Good stuff from Clean Virginia, pointing out that Dominion Energy “lags behind peer utilities in meeting energy efficiency goals for residential customers” and needs to be directed to “accelerate its energy efficiency outreach and education campaign, particularly in light of the company’s request to increase customer bills.” For more on this topic, see If Virginia’s Serious About a Zero-Carbon Future, We *Must* Significantly Improve Home Energy Efficiency and Brand-New Energy Efficiency Scorecard of U.S. Utilities Ranks Dominion Near Dead Last…Utterly Abysmal.

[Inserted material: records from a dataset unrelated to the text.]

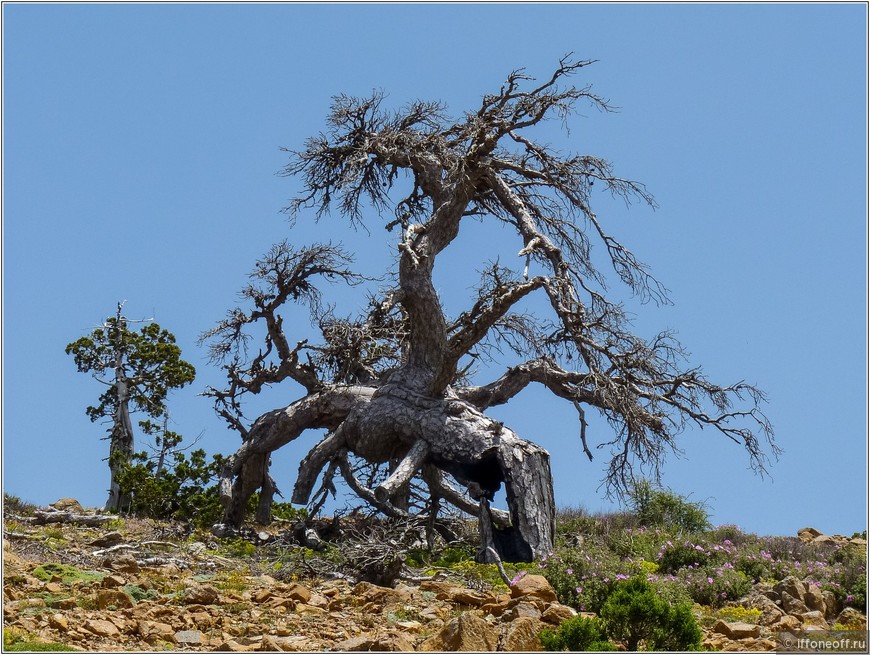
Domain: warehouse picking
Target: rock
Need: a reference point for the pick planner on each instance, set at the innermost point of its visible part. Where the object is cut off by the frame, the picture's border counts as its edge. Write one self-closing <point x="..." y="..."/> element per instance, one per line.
<point x="814" y="621"/>
<point x="318" y="600"/>
<point x="442" y="590"/>
<point x="108" y="539"/>
<point x="787" y="623"/>
<point x="154" y="632"/>
<point x="189" y="638"/>
<point x="391" y="642"/>
<point x="471" y="597"/>
<point x="231" y="646"/>
<point x="770" y="611"/>
<point x="534" y="585"/>
<point x="557" y="613"/>
<point x="852" y="619"/>
<point x="124" y="563"/>
<point x="498" y="606"/>
<point x="372" y="593"/>
<point x="107" y="598"/>
<point x="294" y="643"/>
<point x="831" y="604"/>
<point x="432" y="613"/>
<point x="522" y="635"/>
<point x="466" y="632"/>
<point x="808" y="534"/>
<point x="261" y="596"/>
<point x="63" y="603"/>
<point x="200" y="595"/>
<point x="737" y="631"/>
<point x="792" y="586"/>
<point x="524" y="610"/>
<point x="296" y="592"/>
<point x="102" y="628"/>
<point x="113" y="581"/>
<point x="814" y="599"/>
<point x="68" y="505"/>
<point x="792" y="605"/>
<point x="309" y="610"/>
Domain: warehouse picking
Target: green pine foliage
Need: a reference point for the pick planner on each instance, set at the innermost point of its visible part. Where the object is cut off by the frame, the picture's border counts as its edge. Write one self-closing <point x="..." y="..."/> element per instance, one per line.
<point x="661" y="508"/>
<point x="186" y="490"/>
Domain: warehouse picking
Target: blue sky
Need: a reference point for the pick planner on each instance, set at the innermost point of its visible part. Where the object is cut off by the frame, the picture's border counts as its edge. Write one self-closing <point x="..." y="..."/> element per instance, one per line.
<point x="141" y="145"/>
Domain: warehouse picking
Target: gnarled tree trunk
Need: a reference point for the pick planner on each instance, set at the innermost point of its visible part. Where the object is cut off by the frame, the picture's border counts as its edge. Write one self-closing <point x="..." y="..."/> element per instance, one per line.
<point x="390" y="386"/>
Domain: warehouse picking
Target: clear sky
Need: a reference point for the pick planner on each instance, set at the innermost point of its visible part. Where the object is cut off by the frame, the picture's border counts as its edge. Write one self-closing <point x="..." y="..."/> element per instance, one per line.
<point x="141" y="145"/>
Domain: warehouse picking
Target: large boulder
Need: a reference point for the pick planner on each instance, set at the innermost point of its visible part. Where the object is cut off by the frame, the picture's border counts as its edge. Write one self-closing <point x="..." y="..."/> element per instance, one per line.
<point x="467" y="632"/>
<point x="536" y="586"/>
<point x="792" y="586"/>
<point x="792" y="605"/>
<point x="814" y="599"/>
<point x="808" y="534"/>
<point x="770" y="611"/>
<point x="521" y="635"/>
<point x="200" y="595"/>
<point x="737" y="631"/>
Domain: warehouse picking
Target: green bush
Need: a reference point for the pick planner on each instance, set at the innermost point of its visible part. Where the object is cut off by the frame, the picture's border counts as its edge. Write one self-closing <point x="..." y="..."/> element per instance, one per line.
<point x="634" y="613"/>
<point x="665" y="509"/>
<point x="577" y="634"/>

Clean Virginia joins with fellow advocacy organizations in support of energy efficiency
Dominion lags behind peer utilities in meeting energy efficiency goals for residential customers
Richmond — Energy reform organization Clean Virginia requested Wednesday in public testimony that the State Corporation Commission (SCC) require Dominion Energy to accelerate its energy efficiency outreach and education campaign, particularly in light of the company’s request to increase customer bills.
“Despite the value of energy efficiency to customers and the codified financial incentive for Dominion Energy included in the Virginia Clean Economy Act (VCEA), the company’s long-term plan still fails to meet the law’s minimum targets and the vast majority of Dominion customers have no awareness of Dominion’s residential energy efficiency programs at all,” Cassady Craighill, Clean Virginia’s Deputy Director testified in remarks to the SCC.
Dominion Energy, Virginia’s largest utility monopoly, has filed for approval of a set of Energy Efficiency programs necessary to comply with the energy savings targets established in the Virginia Clean Economy Act. Dominion is not yet on track to comply with these savings targets, according to an analysis ordered by the SCC.
Compared to peer utilities, the performance of Dominion’s residential energy efficiency programs is notably low. Only 19% of surveyed residential customers were familiar with Dominion Energy programs and only 13% participated in a program in the last three years, according to a long-term plan report required by the SCC. The report included several areas of improvement and emphasized the need to raise public awareness and consolidate the different utility programs.
“It shouldn’t be a battle to get energy efficiency tools in place, but it is because it interferes with the entrenched power and profit of utility monopolies. Regardless, putting energy efficiency first will put Virginians, and not profits, first. And that’s what we need,” said Laura Gonzalez, Energy and Regulatory Policy Manager at Clean Virginia.